The predicament faced by universities sounds eerily similar: How do we get a higher percentage of women into hard sciences like physics or engineering? And once again, I'm part of the solution -- a failure as an Engineering student, I revised my academic plans and ended up with a "Want Fries With That?" degree in Economics. With my departure from the Engineering department, the percentage of females goes up. Sure, not one additional woman gets an engineering degree -- but Title IX's advocates don't seem to care.
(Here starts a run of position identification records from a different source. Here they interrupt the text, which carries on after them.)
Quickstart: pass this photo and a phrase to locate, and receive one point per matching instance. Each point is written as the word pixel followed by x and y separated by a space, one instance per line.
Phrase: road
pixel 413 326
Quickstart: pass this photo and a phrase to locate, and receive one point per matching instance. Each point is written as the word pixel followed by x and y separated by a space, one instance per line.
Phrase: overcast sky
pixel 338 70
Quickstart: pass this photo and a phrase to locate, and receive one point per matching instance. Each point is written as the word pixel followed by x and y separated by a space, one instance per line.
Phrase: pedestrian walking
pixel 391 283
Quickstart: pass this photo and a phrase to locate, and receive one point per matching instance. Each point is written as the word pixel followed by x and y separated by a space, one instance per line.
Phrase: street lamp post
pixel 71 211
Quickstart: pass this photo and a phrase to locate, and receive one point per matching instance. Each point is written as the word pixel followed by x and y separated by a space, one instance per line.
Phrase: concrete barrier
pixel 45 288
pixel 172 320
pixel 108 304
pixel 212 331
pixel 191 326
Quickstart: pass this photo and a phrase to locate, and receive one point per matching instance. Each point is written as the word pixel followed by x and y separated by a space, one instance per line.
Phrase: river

What they do care about is what Gavora spends over 150 pages laying the groundwork for: Title IXers are fighting for androgyny. She argues, convincingly, that the OCR and other usual suspects hold the view that "all girls and women and all boys and men are equally interested in and capable of playing lacrosse, excelling in physics, or scoring 1600 on the SAT." A failure to reach this goal, Gavora states, is considered by Title IXers as "prima facie proof of illegal discrimination." Ridiculous? Yes, but that's how the law applies. Incredibly, universities now have incentive to seek out male students who are pathologically lazy; athletes, academic achievers, and social butterflies each may cause the university to be on the wrong side of a lawsuit. Advocates are fooling themselves into thinking that their demands help women get a leg up on gender equality in athletics, engineering, and everything else. But hey, I'm glad to lend my shoulders -- just don't ask me to get off the couch.